Tasks are the individual units of work that make up a story. These can be assigned to different team members and may include analysis, development, and quality activities.
In our front door example, tasks might include purchasing the door, receiving delivery, installation, painting, fitting the lock and handle, and testing that it works as expected.
A spike is research work—exploring a new feature, technology, or process. Depending on size, it can be an epic or a story. Because spikes are exploratory, they often start vague and may carry over between iterations without penalty. The value of a spike is in the clarity it brings for future actionable work.
In a 2-week sprint, the team has ten business days. Planning must account for real availability, not idealized schedules. We’ve seen many new teams assume each person has 40 hours per week for sprint work, only to be surprised when meetings, support, and unplanned tasks eat into that time. A realistic guideline is about six hours per person per day for sprint work, with adjustments for holidays, vacations, and training.
At XBOSoft, we believe QA belongs in sizing conversations from the start. When testers are part of estimation, stories are more likely to be testable, acceptance criteria are clearer, and quality-related work is included in the plan. This approach helps avoid the common pitfall of pushing testing to the end of the sprint and rushing it under deadline pressure.
We encourage teams to look beyond strict role boundaries. Quality engineers can contribute to business or development tasks. Analysts can support testing or development. This flexibility improves flow, but it also makes sizing accuracy critical. Misjudging capacity in a cross-skilled team can quickly ripple through the sprint.
T-shirt sizing labels stories as XS, S, M, L, or XL. The sprint is like a fixed-size dresser drawer: bigger stories take more capacity, smaller ones take less. The art is in filling the sprint so it’s full but not overflowing, avoiding work that rolls over.
We’ve found T-shirt sizing especially useful in early backlog grooming sessions or when onboarding new team members—it’s quick, intuitive, and avoids the false precision of hours.
Points sizing gives a numerical value to effort or duration, based on a shared team definition. For example:
Once agreed upon, consistency is key. Change the definition too often and you lose the ability to learn from your own velocity data.

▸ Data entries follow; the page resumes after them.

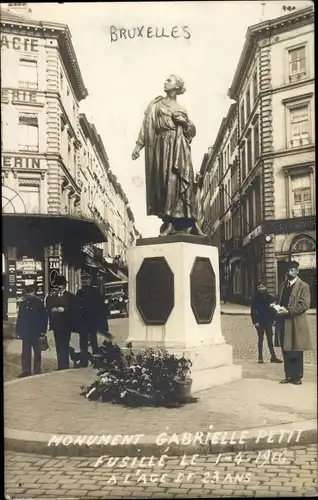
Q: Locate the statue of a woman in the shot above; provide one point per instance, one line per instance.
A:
(166, 135)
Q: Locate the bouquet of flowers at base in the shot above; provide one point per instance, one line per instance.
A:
(147, 378)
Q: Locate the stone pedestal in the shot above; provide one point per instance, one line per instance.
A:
(174, 303)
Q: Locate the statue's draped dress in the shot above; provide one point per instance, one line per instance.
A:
(169, 169)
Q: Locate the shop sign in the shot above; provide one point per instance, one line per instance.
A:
(12, 279)
(20, 162)
(88, 250)
(256, 232)
(54, 270)
(19, 43)
(29, 96)
(281, 226)
(306, 260)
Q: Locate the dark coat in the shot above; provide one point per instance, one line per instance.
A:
(261, 311)
(32, 318)
(91, 312)
(294, 327)
(62, 321)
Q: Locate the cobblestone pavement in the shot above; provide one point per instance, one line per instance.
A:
(239, 331)
(280, 472)
(256, 400)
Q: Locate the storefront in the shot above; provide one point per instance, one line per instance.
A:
(4, 289)
(33, 248)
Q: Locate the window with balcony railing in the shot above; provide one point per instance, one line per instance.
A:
(256, 142)
(249, 153)
(28, 133)
(242, 113)
(300, 127)
(28, 73)
(255, 87)
(248, 102)
(302, 202)
(297, 64)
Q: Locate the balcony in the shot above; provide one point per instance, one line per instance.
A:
(296, 77)
(302, 211)
(33, 148)
(28, 85)
(233, 244)
(300, 141)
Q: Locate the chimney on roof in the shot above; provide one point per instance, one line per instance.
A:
(20, 9)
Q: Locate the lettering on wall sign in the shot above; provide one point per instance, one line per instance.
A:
(20, 162)
(148, 32)
(19, 95)
(19, 43)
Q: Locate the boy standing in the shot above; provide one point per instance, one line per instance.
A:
(263, 318)
(31, 323)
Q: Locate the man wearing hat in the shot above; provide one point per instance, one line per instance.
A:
(292, 330)
(263, 318)
(61, 309)
(91, 316)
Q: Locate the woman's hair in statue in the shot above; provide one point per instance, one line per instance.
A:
(180, 82)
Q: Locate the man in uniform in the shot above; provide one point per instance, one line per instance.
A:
(91, 317)
(61, 309)
(292, 330)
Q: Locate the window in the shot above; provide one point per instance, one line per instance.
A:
(243, 162)
(242, 116)
(256, 142)
(301, 199)
(249, 154)
(28, 73)
(248, 102)
(255, 87)
(303, 244)
(233, 140)
(299, 126)
(297, 63)
(31, 197)
(28, 133)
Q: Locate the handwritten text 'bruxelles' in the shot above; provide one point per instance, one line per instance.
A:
(148, 32)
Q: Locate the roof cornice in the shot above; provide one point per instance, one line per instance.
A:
(263, 30)
(53, 30)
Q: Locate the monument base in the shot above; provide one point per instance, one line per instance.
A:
(212, 365)
(180, 278)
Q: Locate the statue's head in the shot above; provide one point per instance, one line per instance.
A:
(174, 83)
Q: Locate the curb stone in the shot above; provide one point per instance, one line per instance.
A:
(37, 443)
(254, 439)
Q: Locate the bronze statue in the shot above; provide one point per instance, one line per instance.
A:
(166, 135)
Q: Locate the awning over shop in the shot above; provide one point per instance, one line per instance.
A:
(51, 229)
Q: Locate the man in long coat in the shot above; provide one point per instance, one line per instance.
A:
(61, 308)
(32, 321)
(292, 330)
(91, 317)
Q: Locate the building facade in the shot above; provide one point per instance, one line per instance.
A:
(48, 217)
(104, 199)
(270, 175)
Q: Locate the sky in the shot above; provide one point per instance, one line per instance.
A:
(123, 76)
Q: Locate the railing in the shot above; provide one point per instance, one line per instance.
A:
(302, 141)
(28, 85)
(297, 76)
(28, 147)
(302, 211)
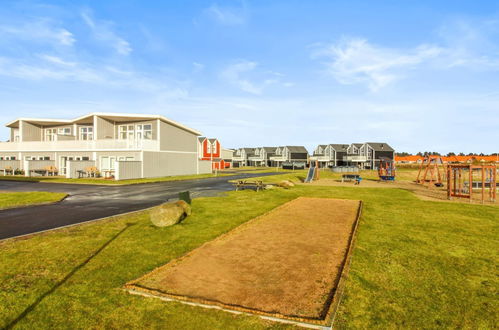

We advise teams to measure success in completed stories, not started work. A story is done when it’s closed, with all tasks complete. Anything left open carries over. This aligns with the principle of limiting work in progress, similar to Just In Time manufacturing: focus on completing what’s in play before starting new work.
Sizing is a skill that improves over time. Retrospectives are the place to ask: Did we size accurately? Did we leave stories unfinished? Did defects increase when we took on more work? Did dependencies slow us down? The answers feed into better planning next sprint.
At XBOSoft, we often help teams identify sizing patterns that lead to recurring issues, whether that’s underestimating test effort, missing dependency mapping, or overloading the sprint. Small adjustments can make a big difference in predictability and quality.
Speed without quality only creates rework. Quality without speed risks missing market opportunities. The aim is to build quality in from the start so that speed and quality work together. That means including testing tasks in every story and making sure QA has a voice in sizing.
We’ve worked with teams that tried to “move fast and break things” and ended up spending more time fixing than delivering. Moving fast works only if you know what’s being broken and can decide whether to fix, replace, or retire it. Agile sizing is where those trade-offs begin.
When XBOSoft joins an Agile team, one of the first things we look at is how work is sized and planned. That’s because good sizing makes it easier for us to integrate seamlessly, fitting into your cadence without disrupting it, and to deliver the kind of tested, production-ready software that Agile promises.